No, I'm not getting into this one. Not the meat and potatoes part, anyway. I did want to address two things that happened recently that are getting a fair share of hoopla and generating lots of righteous indignation.
Congress passed a law for one person.
Yes, they did. They do it all of the time. This is part of the normal course of business for our lawmakers. Although I find the practice reprehensible it is neither unusual nor (as clarified by the Supremes) unconstitutional. It is normally done to grant boons or give away money. It has been used to allow immigrant families to stay in the USA. It is used regularly to bail out industries. Need to give a couple billion in tax dollars to the airline industry? Just write a law. Easy pleasy mac and cheesy.
What these personalized laws cannot be used for is to target and harm individuals. I think that this particular law will fail the test because no matter who is right in the Shiavo case this law is specifically targeting and interfering with them. I don't think this law will pass constitutional muster.
As Ilyka pointed out so very well, stop barking at Congress for doing their job.
I've just got to get this off my chest right now: One bit of idiocy that needs to die is the ranting and raving about what an abuse of government power it is that Congress got involved**. Let's at least be clear about why Congress got involved: It's because people have been bothering the living daylights out of them. It's called representative government.
Links and fancy formatting over at Ilyka's. Go read, I'll wait for you.
The federal judge in Tampa did not follow the law - he didn't order Shiavo's feeding tube replaced.
Apples and oranges. The law isn't about Terry's feeding tube, it's about the overall case being heard in federal court.

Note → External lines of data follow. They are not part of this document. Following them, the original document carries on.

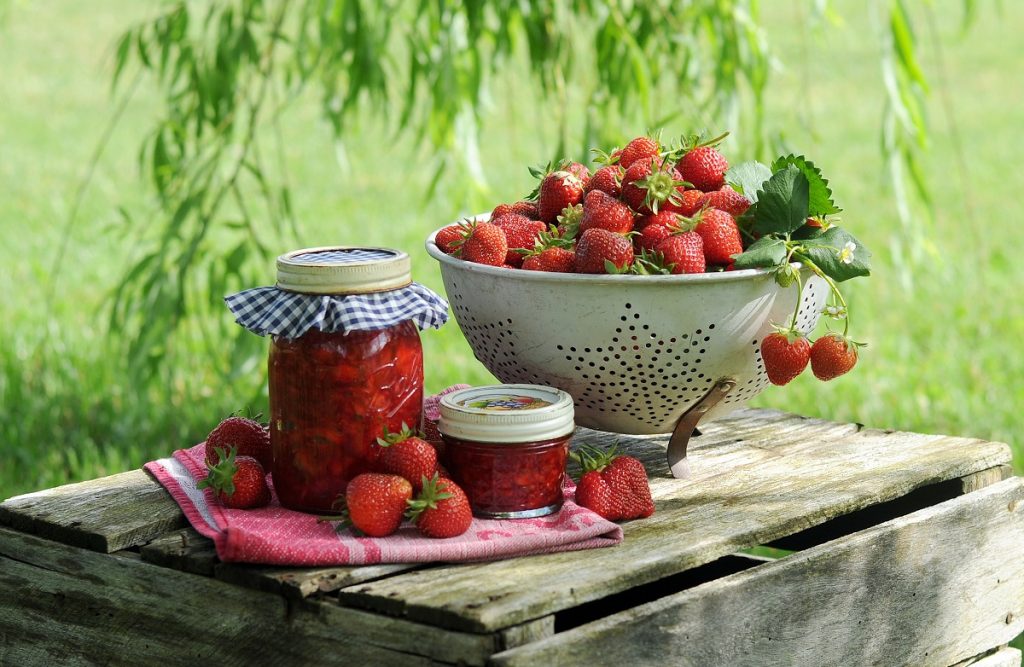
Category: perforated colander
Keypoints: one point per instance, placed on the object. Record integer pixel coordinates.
(635, 352)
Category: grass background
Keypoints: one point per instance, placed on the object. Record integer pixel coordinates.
(943, 332)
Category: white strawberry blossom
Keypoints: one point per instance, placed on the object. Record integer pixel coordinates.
(846, 253)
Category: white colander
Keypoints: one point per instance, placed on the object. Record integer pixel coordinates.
(635, 352)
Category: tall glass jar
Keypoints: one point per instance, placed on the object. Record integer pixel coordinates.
(334, 389)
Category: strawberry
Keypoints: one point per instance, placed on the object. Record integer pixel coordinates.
(705, 167)
(520, 208)
(450, 239)
(720, 235)
(600, 251)
(520, 234)
(832, 356)
(728, 200)
(785, 353)
(441, 509)
(642, 148)
(601, 210)
(558, 190)
(607, 179)
(555, 260)
(375, 503)
(240, 482)
(612, 485)
(248, 436)
(408, 455)
(684, 250)
(485, 244)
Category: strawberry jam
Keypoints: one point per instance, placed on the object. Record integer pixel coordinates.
(332, 394)
(507, 447)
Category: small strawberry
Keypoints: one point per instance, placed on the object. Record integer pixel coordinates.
(612, 485)
(721, 237)
(450, 239)
(728, 200)
(684, 250)
(375, 503)
(407, 454)
(607, 179)
(558, 190)
(833, 355)
(485, 244)
(240, 482)
(785, 353)
(601, 210)
(600, 251)
(520, 234)
(441, 509)
(705, 167)
(248, 436)
(642, 148)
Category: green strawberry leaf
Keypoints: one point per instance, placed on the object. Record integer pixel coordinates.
(819, 199)
(781, 203)
(838, 254)
(766, 251)
(748, 177)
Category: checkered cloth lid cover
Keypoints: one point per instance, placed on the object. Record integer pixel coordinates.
(281, 313)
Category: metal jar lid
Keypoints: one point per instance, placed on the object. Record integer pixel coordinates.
(507, 413)
(343, 269)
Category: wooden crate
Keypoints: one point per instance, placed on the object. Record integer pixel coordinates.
(889, 548)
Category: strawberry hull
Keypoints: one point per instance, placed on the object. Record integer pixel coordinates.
(634, 351)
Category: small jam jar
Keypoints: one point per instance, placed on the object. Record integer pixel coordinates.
(334, 391)
(506, 446)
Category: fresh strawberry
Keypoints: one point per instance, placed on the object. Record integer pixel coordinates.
(407, 454)
(485, 244)
(558, 190)
(601, 210)
(240, 482)
(704, 167)
(555, 260)
(248, 436)
(612, 485)
(728, 200)
(450, 239)
(684, 250)
(440, 509)
(785, 353)
(607, 179)
(642, 148)
(600, 251)
(720, 235)
(520, 234)
(519, 208)
(376, 503)
(832, 356)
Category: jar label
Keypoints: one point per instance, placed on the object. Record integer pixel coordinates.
(507, 403)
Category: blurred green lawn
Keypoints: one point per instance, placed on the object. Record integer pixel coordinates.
(944, 334)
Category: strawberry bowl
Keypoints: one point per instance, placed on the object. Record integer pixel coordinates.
(636, 352)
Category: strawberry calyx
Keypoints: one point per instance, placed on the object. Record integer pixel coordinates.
(428, 498)
(220, 475)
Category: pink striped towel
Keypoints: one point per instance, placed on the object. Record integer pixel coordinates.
(272, 535)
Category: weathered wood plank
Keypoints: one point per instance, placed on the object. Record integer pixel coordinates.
(105, 514)
(64, 605)
(758, 477)
(930, 588)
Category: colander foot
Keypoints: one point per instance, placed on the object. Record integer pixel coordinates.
(687, 425)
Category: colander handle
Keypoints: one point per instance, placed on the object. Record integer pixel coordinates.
(678, 464)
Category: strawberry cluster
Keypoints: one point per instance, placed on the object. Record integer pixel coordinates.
(646, 208)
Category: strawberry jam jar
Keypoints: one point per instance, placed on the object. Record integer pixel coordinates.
(506, 446)
(355, 369)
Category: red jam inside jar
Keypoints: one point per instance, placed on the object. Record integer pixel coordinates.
(507, 447)
(332, 394)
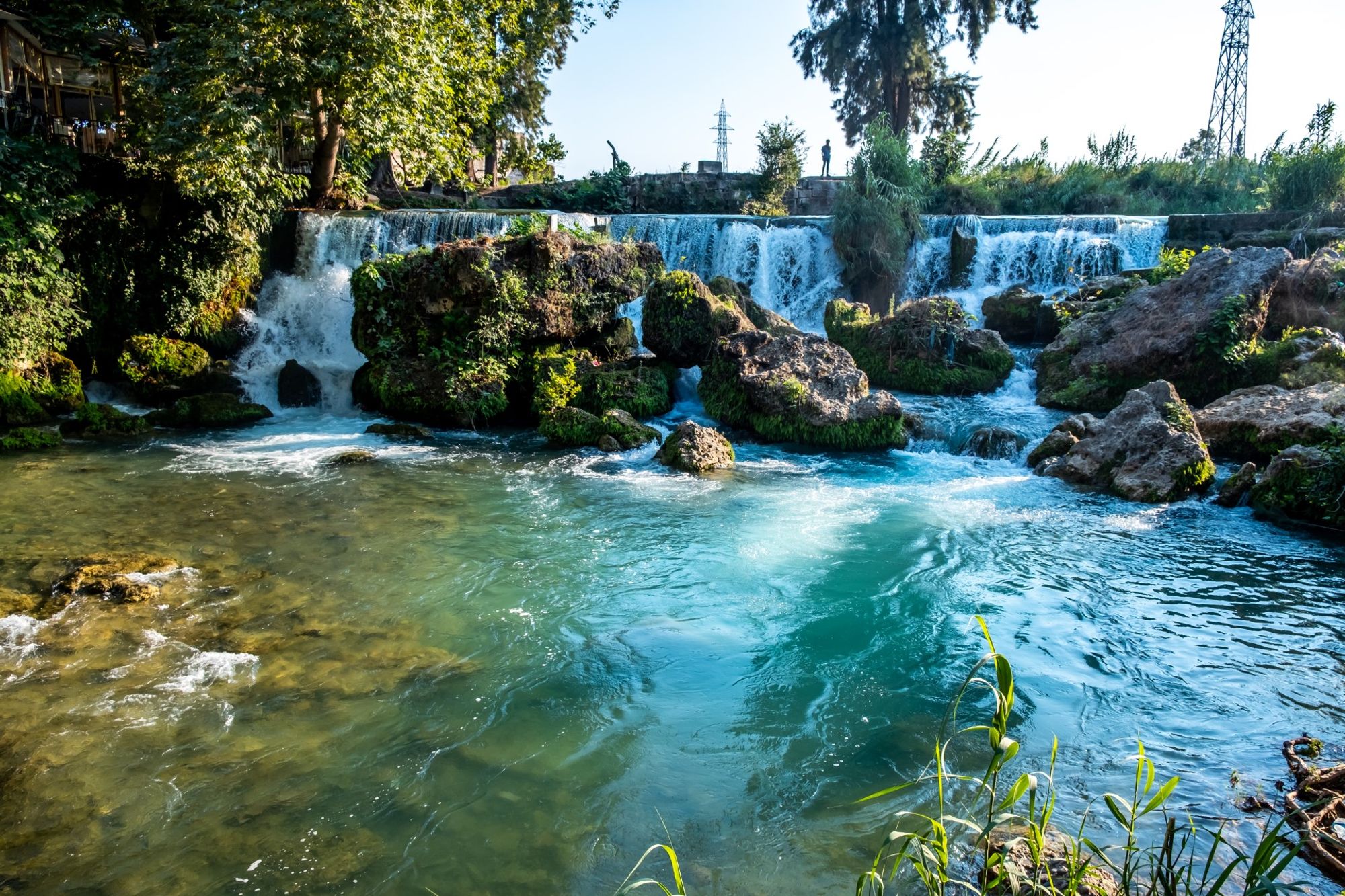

The judge would have been breaking the law if he had ordered the tube replaced, based on the information provided to him in court. At the least he would have been trampling all over proper jurisprudence. In order to find immediately for Shiavo's parents (the requirement to replace the tube) their lawyers had to show they had an expectation of winning the federal court case. They couldn't show that they even had a minuscule case according to law. No precedents, no arguments, nothing. They have been working on this for years, there are 30,000 pages of court documents already filed, they have ostensibly been preparing for this exact case and they still didn't have squat ready for this court. Their argument boiled down to "We didn't prepare anything but you need to decide in our favor because we're right".
Don't blame the judge for following the precepts of law, blame the Shindler family's crappy lawyers.
That's it for today. Maybe tomorrow I'll do the meat and potatoes post. Then again, maybe not - I enjoy having readers.